Le journal l’Humanité avait réalisé un entretien par visioconférence avec l’opposant marocain au mois de septembre dernier, entretien au cours duquel Monjib a affirmé se sentir surveillé dans tous ses mouvements, même au cours de ses séjours en France. Le journal l’Humanité a assuré qu’un intrus s’est même introduit dans la conversation qui ne pouvait être accessible qu’à travers un lien confidentiel, preuve que sa ligne Internet était sous surveillance et que tous ses faits et gestes étaient soigneusement consignés.

Le journal l’Humanité a publié l’entretien que son représentant a eu avec Maati Monjib dans lequel il affirme, en réponse à la question de savoir pourquoi le procès s’est-il étiré, il a répondu que c’était surtout pour laisser cette épée de Damoclès planer sur sa tête et faire peur à tous ceux qui voudraient être comme lui. D’un autre côté, de grandes ONG et des titres prestigieux de la presse mondiale se sont élevés contre ces accusations, ce qui a terni l’image du Maroc et l’ont empêché jusque-là de l’emprisonner ou de s’en débarrasser. Les tenants du pouvoir ne peuvent, selon lui, qu’espérer qu’il quitte le Maroc car il encourage d’autres voix à faire de même.

L’autre grief retenu contre Monjib est qu’il a créé une école de journalisme d’investigation, ce qui fait passer des nuits blanches au pouvoir marocain car les journalistes d’investigation peuvent mener des enquêtes qui mettraient en jeu les intérêts personnels du makhzen, de la famille royale et de tous leurs sbires.

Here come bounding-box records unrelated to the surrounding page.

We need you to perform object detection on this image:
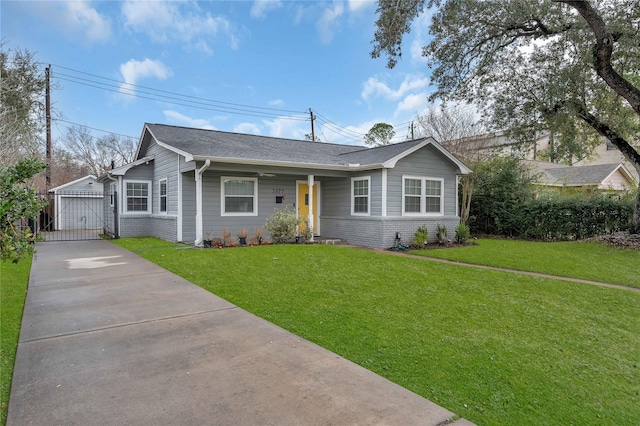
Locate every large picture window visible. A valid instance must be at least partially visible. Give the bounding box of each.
[221,177,258,216]
[402,176,444,216]
[124,180,151,213]
[351,176,371,216]
[158,179,167,212]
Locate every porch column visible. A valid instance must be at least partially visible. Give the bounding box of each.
[193,160,211,246]
[307,175,316,242]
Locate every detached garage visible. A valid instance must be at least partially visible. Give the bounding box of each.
[49,175,104,231]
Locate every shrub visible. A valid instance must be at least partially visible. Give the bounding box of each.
[456,223,471,244]
[265,206,298,244]
[413,225,429,247]
[469,157,535,236]
[520,193,634,241]
[300,218,313,243]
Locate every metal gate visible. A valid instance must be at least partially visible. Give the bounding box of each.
[36,191,117,241]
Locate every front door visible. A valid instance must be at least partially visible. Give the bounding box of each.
[297,182,320,235]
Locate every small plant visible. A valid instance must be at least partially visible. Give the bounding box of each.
[299,218,313,243]
[253,226,264,245]
[413,225,429,247]
[436,224,447,245]
[222,228,238,247]
[236,228,249,246]
[265,206,299,244]
[202,231,213,248]
[456,222,471,244]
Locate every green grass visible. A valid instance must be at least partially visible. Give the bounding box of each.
[410,239,640,288]
[116,238,640,425]
[0,256,31,425]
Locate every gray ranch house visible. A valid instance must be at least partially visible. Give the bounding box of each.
[99,124,470,248]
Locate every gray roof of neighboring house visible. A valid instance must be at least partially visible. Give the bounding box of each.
[529,161,628,186]
[138,123,468,173]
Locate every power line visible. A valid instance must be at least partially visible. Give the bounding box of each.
[52,118,138,139]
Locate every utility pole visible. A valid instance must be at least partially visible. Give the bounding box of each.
[44,65,51,192]
[309,108,316,142]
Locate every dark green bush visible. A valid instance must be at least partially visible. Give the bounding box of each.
[518,193,633,241]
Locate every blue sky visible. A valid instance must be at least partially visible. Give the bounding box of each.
[0,0,433,144]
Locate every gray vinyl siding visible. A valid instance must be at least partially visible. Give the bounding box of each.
[200,170,300,239]
[322,146,460,249]
[387,146,457,219]
[322,216,460,249]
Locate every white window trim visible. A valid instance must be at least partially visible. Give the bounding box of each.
[351,176,371,216]
[122,179,153,215]
[402,175,444,216]
[220,176,258,216]
[158,178,169,214]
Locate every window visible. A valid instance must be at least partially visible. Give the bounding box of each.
[221,177,258,216]
[125,181,151,213]
[402,177,444,216]
[351,176,371,216]
[158,179,167,212]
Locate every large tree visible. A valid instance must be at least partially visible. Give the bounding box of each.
[62,126,136,176]
[372,0,640,233]
[0,158,47,262]
[364,123,396,146]
[0,44,45,166]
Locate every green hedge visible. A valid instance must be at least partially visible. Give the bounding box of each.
[517,193,633,240]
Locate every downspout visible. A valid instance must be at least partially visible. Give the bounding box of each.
[107,173,121,238]
[193,160,211,246]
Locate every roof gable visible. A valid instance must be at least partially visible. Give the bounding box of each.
[49,175,98,192]
[137,123,469,173]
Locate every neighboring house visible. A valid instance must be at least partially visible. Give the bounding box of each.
[47,175,104,231]
[456,132,640,182]
[99,124,470,248]
[527,161,637,191]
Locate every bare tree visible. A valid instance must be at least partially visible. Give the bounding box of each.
[63,126,136,176]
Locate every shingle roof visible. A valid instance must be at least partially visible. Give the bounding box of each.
[530,161,632,186]
[138,123,468,172]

Concernant la surveillance dont il est l’objet, le militant rapporte que le site Chouf TV qui est la plus grande officine de propagande des services secrets marocains a consacré tout un article à la tenue qu’il portait, rapportant même la couleur de la chemise qu’il portait.

Maati Monjib a déclaré avoir perdu 16 kilos à cause du harcèlement dont il est l’objet et il est suivi par la police même lorsqu’il rend visite à sa mère, âgée de 88 ans, dans son village au sud de Benslimane. Il rapporte dans l’entretien plusieurs exemples de harcèlement, de surveillance, d’écoute de son téléphone et même à l’intérieur de sa maison.

« C’est la police politique qui gouverne désormais au Maroc », déclare-t-il et « elle utilise tous les moyens pour nuire à la réputation des opposants au pouvoir, surtout la diffamation, la menace, les affaires montées de toutes pièces concernant les mœurs, les finances et d’autres moyens sordides pour trainer dans la boue tous ceux qui osent leur tenir tête », continue-t-il.

Maintenant qu’il a été arrêté et placé en détention, les ONG et les médias non-alignés aux thèses du pouvoir marocain ont déjà commencé à lancer des alertes et à exiger sa libération immédiate. Espérons qu’ils seront entendus et que Maati Monjib retrouve sa liberté et, surtout, de ne plus être harcelé.